The moment Cedrick realized he had been publicly exposed and was clearly in the wrong, he threw himself into my mother's arms and started crying loudly, like a spoiled child.

And my mother... actually cried along with him.

I pushed the door open.

A cloud of dust surged out, making me cough repeatedly.

The room looked like an unfinished construction site.

The walls were scarred with shovel marks, chunks of plaster peeling off. One of the windows was broken, cold air whistling in.

"Ahem... you're really impressive," I said helplessly, covering my mouth as I coughed.

My father finally saw the room clearly. His face darkened.

"Why hasn't this room been renovated yet?"

"I ordered it a long time ago."

"Dad, it's winter," Cedrick replied awkwardly under my father's gaze.

"No workers are willing to come."

I nearly laughed.

[Is he actually brainless, or just pretending?]

[Do renovation workers choose seasons now? Did he do it himself?]

[No. I have to contact the research institute today.]

[Staying in this dump any longer might actually lower my intelligence.

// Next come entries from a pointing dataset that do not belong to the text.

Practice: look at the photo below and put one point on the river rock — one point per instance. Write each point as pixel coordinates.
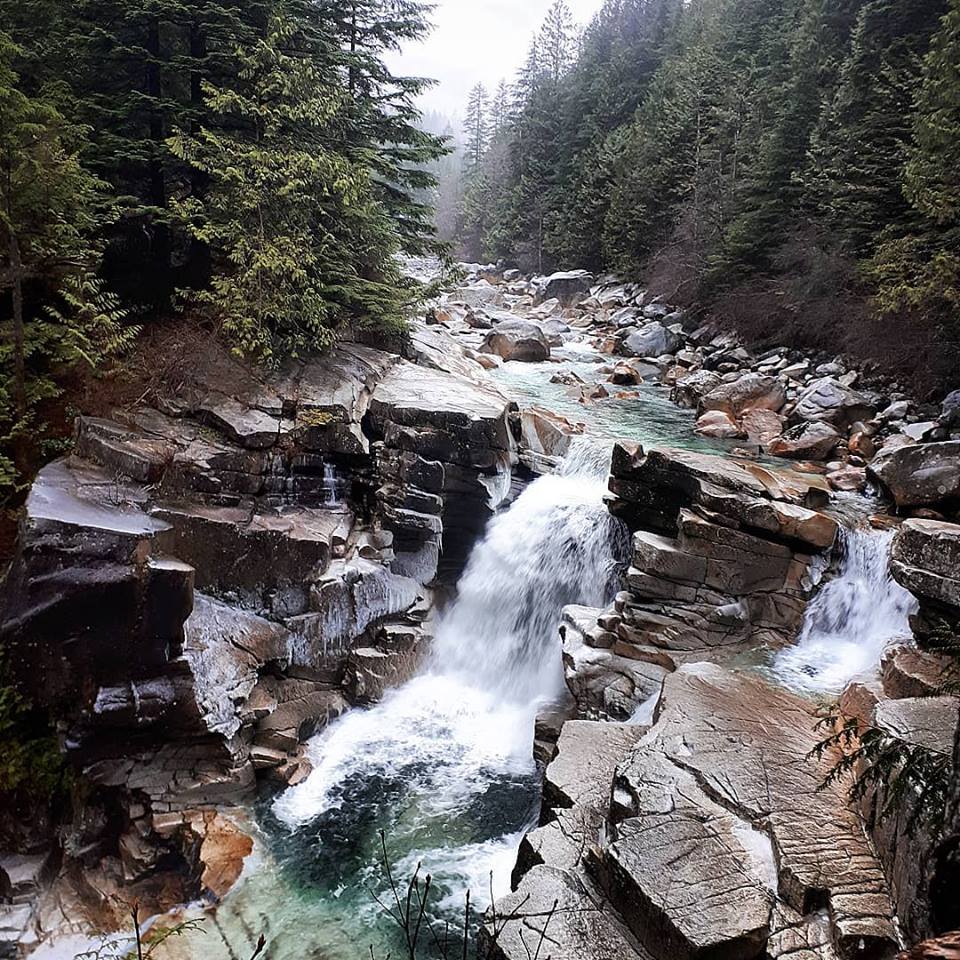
(752, 391)
(517, 340)
(707, 839)
(653, 340)
(545, 438)
(807, 441)
(689, 390)
(920, 475)
(762, 427)
(718, 425)
(828, 401)
(567, 287)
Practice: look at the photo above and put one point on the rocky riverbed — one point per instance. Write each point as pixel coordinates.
(215, 576)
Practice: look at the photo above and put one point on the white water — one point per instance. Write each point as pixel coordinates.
(441, 763)
(852, 621)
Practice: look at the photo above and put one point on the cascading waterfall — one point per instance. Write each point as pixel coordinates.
(853, 619)
(444, 765)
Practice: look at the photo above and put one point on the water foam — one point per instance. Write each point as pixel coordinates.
(452, 748)
(853, 619)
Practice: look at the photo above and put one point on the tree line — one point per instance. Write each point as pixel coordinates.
(788, 166)
(254, 162)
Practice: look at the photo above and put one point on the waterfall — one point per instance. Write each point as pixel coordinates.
(444, 764)
(853, 619)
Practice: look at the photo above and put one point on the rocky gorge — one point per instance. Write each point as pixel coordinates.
(564, 517)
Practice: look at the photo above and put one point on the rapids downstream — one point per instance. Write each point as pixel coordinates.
(442, 767)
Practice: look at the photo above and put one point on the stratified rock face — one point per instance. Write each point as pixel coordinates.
(552, 861)
(721, 552)
(297, 503)
(921, 474)
(926, 560)
(709, 837)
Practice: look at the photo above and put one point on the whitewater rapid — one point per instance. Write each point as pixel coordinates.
(451, 751)
(852, 620)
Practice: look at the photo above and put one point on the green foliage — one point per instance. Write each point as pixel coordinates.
(908, 776)
(30, 760)
(291, 218)
(60, 314)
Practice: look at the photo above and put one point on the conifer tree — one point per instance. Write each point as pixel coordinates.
(303, 243)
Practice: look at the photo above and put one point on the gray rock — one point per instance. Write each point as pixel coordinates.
(653, 340)
(807, 441)
(518, 340)
(752, 391)
(829, 401)
(921, 474)
(566, 287)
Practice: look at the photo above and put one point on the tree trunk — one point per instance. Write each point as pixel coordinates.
(158, 187)
(198, 272)
(20, 453)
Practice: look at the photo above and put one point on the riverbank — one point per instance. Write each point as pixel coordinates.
(306, 528)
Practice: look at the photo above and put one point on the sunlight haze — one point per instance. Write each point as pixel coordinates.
(477, 40)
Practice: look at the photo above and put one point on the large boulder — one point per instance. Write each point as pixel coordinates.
(517, 340)
(752, 391)
(721, 820)
(807, 441)
(653, 340)
(920, 475)
(567, 287)
(827, 400)
(926, 560)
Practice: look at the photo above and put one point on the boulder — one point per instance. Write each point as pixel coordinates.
(720, 815)
(808, 441)
(920, 475)
(718, 425)
(752, 391)
(828, 401)
(545, 437)
(567, 287)
(653, 340)
(925, 559)
(761, 426)
(517, 340)
(689, 390)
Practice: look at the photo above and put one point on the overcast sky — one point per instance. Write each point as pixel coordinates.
(477, 40)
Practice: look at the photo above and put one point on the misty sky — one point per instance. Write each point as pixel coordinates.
(477, 40)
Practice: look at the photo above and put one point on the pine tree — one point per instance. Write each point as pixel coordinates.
(51, 209)
(303, 243)
(476, 127)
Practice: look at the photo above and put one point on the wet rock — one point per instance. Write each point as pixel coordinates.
(808, 441)
(718, 425)
(910, 672)
(545, 438)
(518, 340)
(689, 390)
(828, 401)
(567, 287)
(920, 474)
(653, 340)
(762, 427)
(752, 391)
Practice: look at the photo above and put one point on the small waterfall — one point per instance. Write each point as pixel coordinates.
(556, 546)
(444, 764)
(853, 619)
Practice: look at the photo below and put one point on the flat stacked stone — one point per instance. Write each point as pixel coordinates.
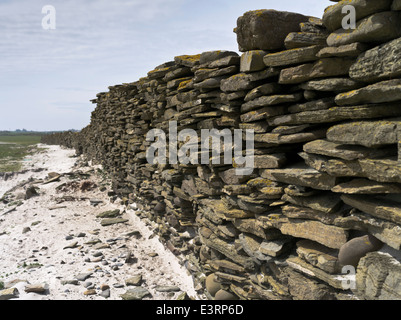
(324, 192)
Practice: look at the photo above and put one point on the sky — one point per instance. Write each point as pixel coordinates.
(48, 76)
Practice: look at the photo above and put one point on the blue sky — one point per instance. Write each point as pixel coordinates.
(47, 77)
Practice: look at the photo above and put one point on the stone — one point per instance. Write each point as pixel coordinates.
(245, 81)
(31, 192)
(105, 293)
(167, 288)
(36, 288)
(381, 170)
(332, 280)
(377, 28)
(306, 177)
(83, 276)
(383, 230)
(225, 248)
(318, 255)
(266, 29)
(384, 91)
(380, 63)
(137, 293)
(396, 5)
(290, 57)
(329, 236)
(263, 90)
(277, 138)
(188, 60)
(109, 214)
(111, 221)
(365, 186)
(90, 292)
(333, 15)
(343, 151)
(380, 208)
(337, 114)
(323, 68)
(303, 287)
(269, 161)
(371, 134)
(354, 250)
(296, 40)
(320, 104)
(252, 61)
(134, 281)
(331, 84)
(225, 295)
(212, 286)
(347, 50)
(10, 293)
(264, 101)
(377, 277)
(210, 56)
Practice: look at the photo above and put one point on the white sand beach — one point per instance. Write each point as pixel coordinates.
(53, 246)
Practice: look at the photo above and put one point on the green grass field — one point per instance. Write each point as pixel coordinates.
(14, 148)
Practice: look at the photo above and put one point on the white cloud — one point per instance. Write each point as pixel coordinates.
(99, 43)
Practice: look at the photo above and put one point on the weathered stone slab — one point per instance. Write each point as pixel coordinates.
(300, 212)
(323, 68)
(304, 39)
(318, 255)
(343, 151)
(329, 236)
(294, 56)
(333, 15)
(364, 186)
(203, 73)
(328, 203)
(252, 61)
(333, 167)
(320, 104)
(307, 177)
(271, 101)
(263, 113)
(269, 161)
(385, 231)
(379, 63)
(351, 253)
(381, 170)
(385, 91)
(377, 277)
(266, 29)
(366, 133)
(337, 114)
(383, 209)
(244, 81)
(277, 138)
(226, 248)
(348, 50)
(331, 84)
(396, 5)
(377, 28)
(335, 281)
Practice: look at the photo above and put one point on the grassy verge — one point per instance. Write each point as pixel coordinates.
(14, 148)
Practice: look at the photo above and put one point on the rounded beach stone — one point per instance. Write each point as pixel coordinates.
(211, 285)
(225, 295)
(355, 249)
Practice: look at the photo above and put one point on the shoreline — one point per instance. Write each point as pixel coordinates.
(56, 236)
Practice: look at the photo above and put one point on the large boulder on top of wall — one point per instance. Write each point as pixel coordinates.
(266, 29)
(333, 15)
(377, 28)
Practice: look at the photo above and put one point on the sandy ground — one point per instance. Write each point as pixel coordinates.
(55, 237)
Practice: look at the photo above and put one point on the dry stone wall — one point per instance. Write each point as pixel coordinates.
(320, 215)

That would be a loss to the country.]

My father was so furious that he immediately arranged for me to stay temporarily in the guest room.

News of the Zamora Group's biological son returning home quickly spread.

Some competitors, well aware of the Zamora family's blatant favoritism toward Cedrick, deliberately fanned the flames online, waiting to see the real and fake young masters fight for power and profit.

True to expectations, the Zamora family soon announced a formal recognition banquet.

But I knew very well—this so-called banquet was nothing more than a superficial move to placate the shareholders.

The banquet was scheduled for the evening, yet as the supposed protagonist, I received almost no attention.